Все последующие дни, казалось, сам воздух пел, когда я хлопотала по хозяйству. Я воспряла не только от нахлынувшего счастья; сделав мне предложение, Виктор наконец дал мне возможность показать, что он заслужил полное мое прощение. Я хотела, чтобы он знал: его грубая оплошность, положившая конец нашей юной близости, давно забыта мною. Я радовалась, видя, как исчезает тень вины с его лица. Мы сознавали, что предстоящая женитьба не вернет того дивного блаженства, какое мы однажды испытали, что она не будет той женитьбой, какой желала нам наша матушка, — браком на небесах. Но это будет брак двух сердец, желанный и прочный. И этого достаточно.
Я хотела, чтобы первой, кроме семьи, о моем счастье узнала Франсина; я послала ей письмо, умоляя приехать, как только сможет.
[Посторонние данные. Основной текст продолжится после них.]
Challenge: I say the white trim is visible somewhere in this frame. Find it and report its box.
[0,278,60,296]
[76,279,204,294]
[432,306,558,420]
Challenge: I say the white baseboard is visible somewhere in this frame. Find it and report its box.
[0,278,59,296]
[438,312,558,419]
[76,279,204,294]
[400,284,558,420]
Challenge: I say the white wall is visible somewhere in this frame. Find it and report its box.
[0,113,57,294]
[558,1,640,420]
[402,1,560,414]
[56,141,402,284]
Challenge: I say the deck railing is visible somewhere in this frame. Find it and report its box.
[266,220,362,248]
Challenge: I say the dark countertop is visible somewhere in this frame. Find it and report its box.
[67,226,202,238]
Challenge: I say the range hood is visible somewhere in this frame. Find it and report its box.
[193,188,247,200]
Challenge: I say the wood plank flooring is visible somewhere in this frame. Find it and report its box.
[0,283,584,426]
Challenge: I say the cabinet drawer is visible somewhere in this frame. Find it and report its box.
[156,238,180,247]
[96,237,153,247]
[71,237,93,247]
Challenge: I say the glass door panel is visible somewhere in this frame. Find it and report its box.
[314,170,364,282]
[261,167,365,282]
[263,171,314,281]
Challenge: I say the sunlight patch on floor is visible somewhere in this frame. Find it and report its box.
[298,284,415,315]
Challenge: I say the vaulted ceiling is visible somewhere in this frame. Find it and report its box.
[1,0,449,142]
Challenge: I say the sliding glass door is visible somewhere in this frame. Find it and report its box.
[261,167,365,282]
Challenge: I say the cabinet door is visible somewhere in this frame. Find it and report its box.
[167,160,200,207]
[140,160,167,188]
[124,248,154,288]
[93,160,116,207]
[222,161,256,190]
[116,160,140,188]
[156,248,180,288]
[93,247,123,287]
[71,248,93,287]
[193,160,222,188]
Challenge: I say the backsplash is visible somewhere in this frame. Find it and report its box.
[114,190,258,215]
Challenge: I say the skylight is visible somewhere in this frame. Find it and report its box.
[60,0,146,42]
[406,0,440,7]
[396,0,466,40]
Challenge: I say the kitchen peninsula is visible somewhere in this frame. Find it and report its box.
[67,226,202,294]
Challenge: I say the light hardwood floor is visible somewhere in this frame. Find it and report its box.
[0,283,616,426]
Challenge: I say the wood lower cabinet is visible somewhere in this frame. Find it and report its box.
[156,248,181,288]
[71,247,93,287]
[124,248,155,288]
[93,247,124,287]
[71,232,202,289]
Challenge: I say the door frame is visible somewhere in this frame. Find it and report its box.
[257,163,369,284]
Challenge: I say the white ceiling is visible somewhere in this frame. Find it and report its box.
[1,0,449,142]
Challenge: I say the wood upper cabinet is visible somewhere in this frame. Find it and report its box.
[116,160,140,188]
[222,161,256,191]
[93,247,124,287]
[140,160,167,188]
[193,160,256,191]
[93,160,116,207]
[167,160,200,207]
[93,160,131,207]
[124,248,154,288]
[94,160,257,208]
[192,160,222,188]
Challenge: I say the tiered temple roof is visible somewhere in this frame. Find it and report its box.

Оно попало ей в руки лишь после ее возвращения с Шарлем из поездки по приходам. Но между отправкой письма и его получением мир может перевернуться; так случилось и в этот раз. К тому времени, когда Франсина собралась в дорогу, все мои надежды рухнули и их осколки лежали у моих ног. Ничего не оставалось, как с тяжелым сердцем сообщить ей: свадьба не состоится. Несчастье обрушилось на меня, словно слепая ярость Природы, гром или буря, которая разрушает, но не дает объяснений.